Une terrible maladie et un secret de la campagne
Bonjour, je m'appelle Edward Jenner et j'étais médecin dans la belle campagne anglaise il y a très longtemps. À mon époque, une terrible maladie nommée la variole faisait très peur à tout le monde. C'était une maladie effrayante qui donnait une forte fièvre et de vilains boutons sur tout le corps. Beaucoup de gens qui l'attrapaient ne survivaient pas, et ceux qui y parvenaient gardaient souvent des cicatrices pour le reste de leur vie. C'était une ombre de tristesse qui planait sur chaque famille. Mais au milieu de toute cette peur, j'ai remarqué quelque chose de curieux. J'ai passé beaucoup de temps à parler avec les laitières, ces femmes qui s'occupaient des vaches. Elles semblaient partager un secret plein d'espoir. Elles me disaient qu'elles attrapaient parfois une maladie beaucoup plus douce des vaches, appelée la vaccine, ou variole bovine. Cela leur donnait juste quelques cloques sur les mains, mais rien de grave. Le plus étonnant, c'est qu'elles étaient convaincues que si on avait eu la vaccine, on ne pouvait plus jamais attraper la terrible variole. Cette idée, ce secret de la campagne, a fait naître une grande question dans mon esprit.

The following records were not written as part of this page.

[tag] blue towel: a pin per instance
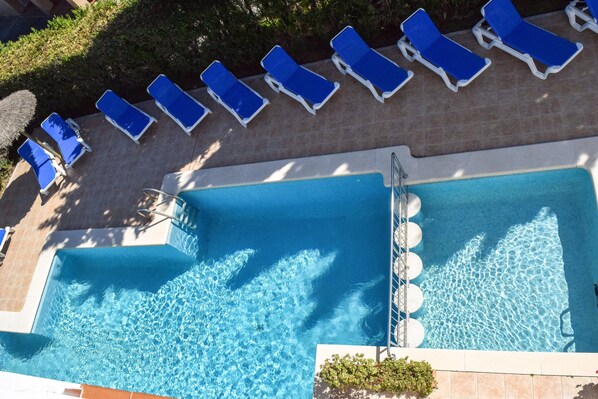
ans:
(370, 65)
(65, 137)
(125, 115)
(457, 61)
(233, 93)
(40, 162)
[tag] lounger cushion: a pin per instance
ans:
(65, 137)
(125, 115)
(383, 74)
(454, 59)
(524, 37)
(40, 162)
(502, 17)
(544, 46)
(3, 234)
(350, 46)
(593, 6)
(310, 86)
(177, 102)
(295, 78)
(457, 61)
(420, 30)
(233, 93)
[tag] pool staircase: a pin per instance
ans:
(404, 298)
(184, 214)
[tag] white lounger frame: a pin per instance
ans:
(279, 87)
(412, 54)
(59, 171)
(116, 125)
(178, 122)
(578, 10)
(242, 121)
(482, 30)
(9, 231)
(86, 148)
(345, 68)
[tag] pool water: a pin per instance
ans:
(274, 270)
(235, 309)
(510, 263)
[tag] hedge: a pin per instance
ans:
(390, 376)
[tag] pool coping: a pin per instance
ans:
(579, 153)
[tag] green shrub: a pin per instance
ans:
(394, 376)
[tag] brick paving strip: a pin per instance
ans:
(468, 385)
(506, 106)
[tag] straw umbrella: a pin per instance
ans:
(16, 112)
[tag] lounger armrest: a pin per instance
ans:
(407, 48)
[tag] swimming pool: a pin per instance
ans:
(237, 308)
(274, 270)
(510, 263)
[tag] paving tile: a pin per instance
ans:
(578, 387)
(93, 392)
(518, 386)
(464, 385)
(547, 387)
(443, 379)
(491, 386)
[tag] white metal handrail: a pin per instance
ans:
(399, 250)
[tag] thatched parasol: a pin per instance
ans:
(16, 112)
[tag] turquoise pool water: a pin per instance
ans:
(510, 263)
(274, 270)
(236, 309)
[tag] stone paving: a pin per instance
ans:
(505, 106)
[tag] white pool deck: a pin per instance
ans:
(580, 153)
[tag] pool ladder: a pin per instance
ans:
(184, 213)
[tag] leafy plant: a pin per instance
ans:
(394, 376)
(6, 168)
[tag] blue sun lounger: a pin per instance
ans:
(66, 134)
(185, 110)
(586, 11)
(238, 98)
(372, 69)
(285, 75)
(43, 163)
(424, 42)
(128, 119)
(505, 29)
(4, 234)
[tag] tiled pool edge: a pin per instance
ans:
(530, 363)
(23, 322)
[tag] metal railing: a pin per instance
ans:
(184, 213)
(398, 312)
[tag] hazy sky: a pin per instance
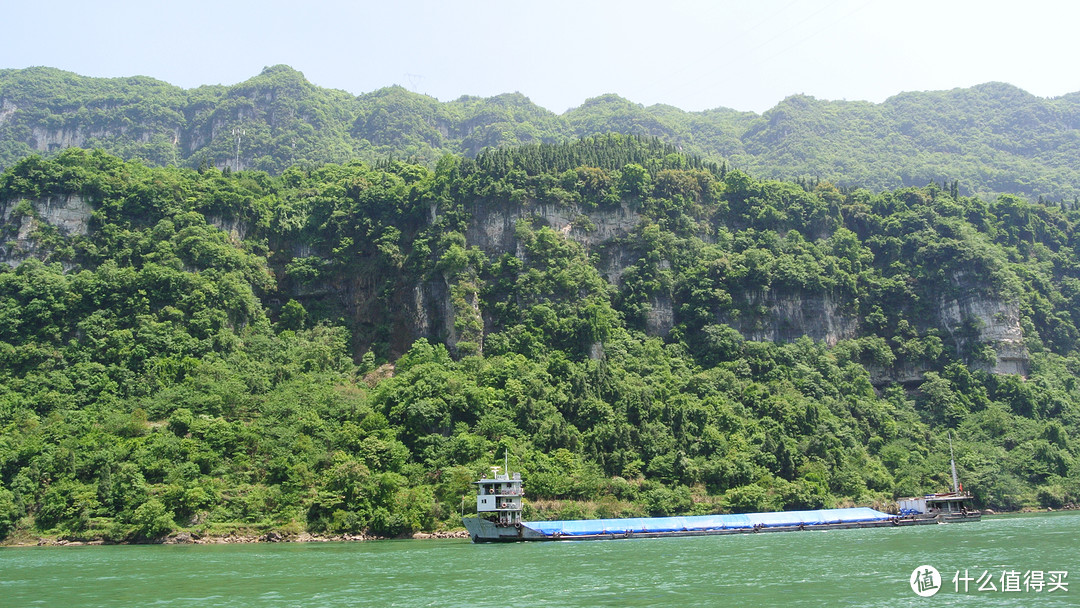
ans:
(746, 54)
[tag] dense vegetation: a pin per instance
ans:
(994, 138)
(159, 373)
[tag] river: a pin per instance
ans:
(867, 567)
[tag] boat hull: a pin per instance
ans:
(482, 530)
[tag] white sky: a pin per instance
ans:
(747, 54)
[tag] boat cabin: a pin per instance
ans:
(948, 503)
(499, 498)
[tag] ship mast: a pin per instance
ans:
(956, 487)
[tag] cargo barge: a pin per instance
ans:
(499, 517)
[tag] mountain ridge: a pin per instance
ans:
(993, 137)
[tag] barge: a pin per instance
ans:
(499, 517)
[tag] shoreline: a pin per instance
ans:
(232, 538)
(274, 536)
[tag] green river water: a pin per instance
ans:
(868, 567)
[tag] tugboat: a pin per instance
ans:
(944, 508)
(499, 509)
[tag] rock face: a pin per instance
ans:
(491, 228)
(968, 312)
(69, 214)
(973, 315)
(790, 316)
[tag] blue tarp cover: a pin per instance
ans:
(585, 527)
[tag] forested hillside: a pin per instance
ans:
(343, 348)
(993, 138)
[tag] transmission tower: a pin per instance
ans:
(238, 132)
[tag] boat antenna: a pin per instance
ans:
(956, 489)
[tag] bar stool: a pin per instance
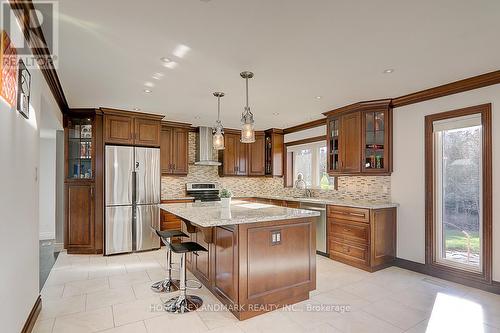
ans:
(168, 284)
(184, 303)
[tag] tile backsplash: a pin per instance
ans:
(373, 188)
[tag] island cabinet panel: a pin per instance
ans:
(364, 238)
(226, 263)
(287, 259)
(252, 270)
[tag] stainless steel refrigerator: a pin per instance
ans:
(132, 196)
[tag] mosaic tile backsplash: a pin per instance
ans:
(371, 188)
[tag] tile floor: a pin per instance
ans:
(112, 295)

Cette question ne me quittait plus : si attraper la vaccine naturellement protégeait les laitières, pourrais-je donner intentionnellement la vaccine à quelqu'un pour le protéger de la variole ? C'était une idée audacieuse, et un peu effrayante. Personne n'avait jamais fait ça avant. J'étais à la fois excité par la possibilité de sauver tant de vies et très nerveux à l'idée de ce qui pourrait mal se passer. Après beaucoup de réflexion, j'ai décidé que je devais essayer. J'avais besoin d'un volontaire courageux. J'ai alors pensé à James Phipps, le jeune fils de mon jardinier, qui avait huit ans. J'ai expliqué mon idée à ses parents, et ils ont accepté de me faire confiance. Le jour J est arrivé le 14 mai 1796. C'était un jour que je n'oublierai jamais. Je suis allé voir une laitière nommée Sarah Nelmes qui avait des cloques de vaccine sur la main. J'ai prélevé un tout petit peu de liquide de l'une de ses cloques. Puis, avec beaucoup de précaution, j'ai fait une petite égratignure sur le bras de James et j'y ai déposé le liquide. Les jours qui ont suivi ont été remplis d'attente et d'inquiétude. James a eu un peu de fièvre et une petite plaie sur son bras, mais il s'est vite rétabli, exactement comme je l'espérais. Mon idée semblait fonctionner, mais le plus grand test restait à venir.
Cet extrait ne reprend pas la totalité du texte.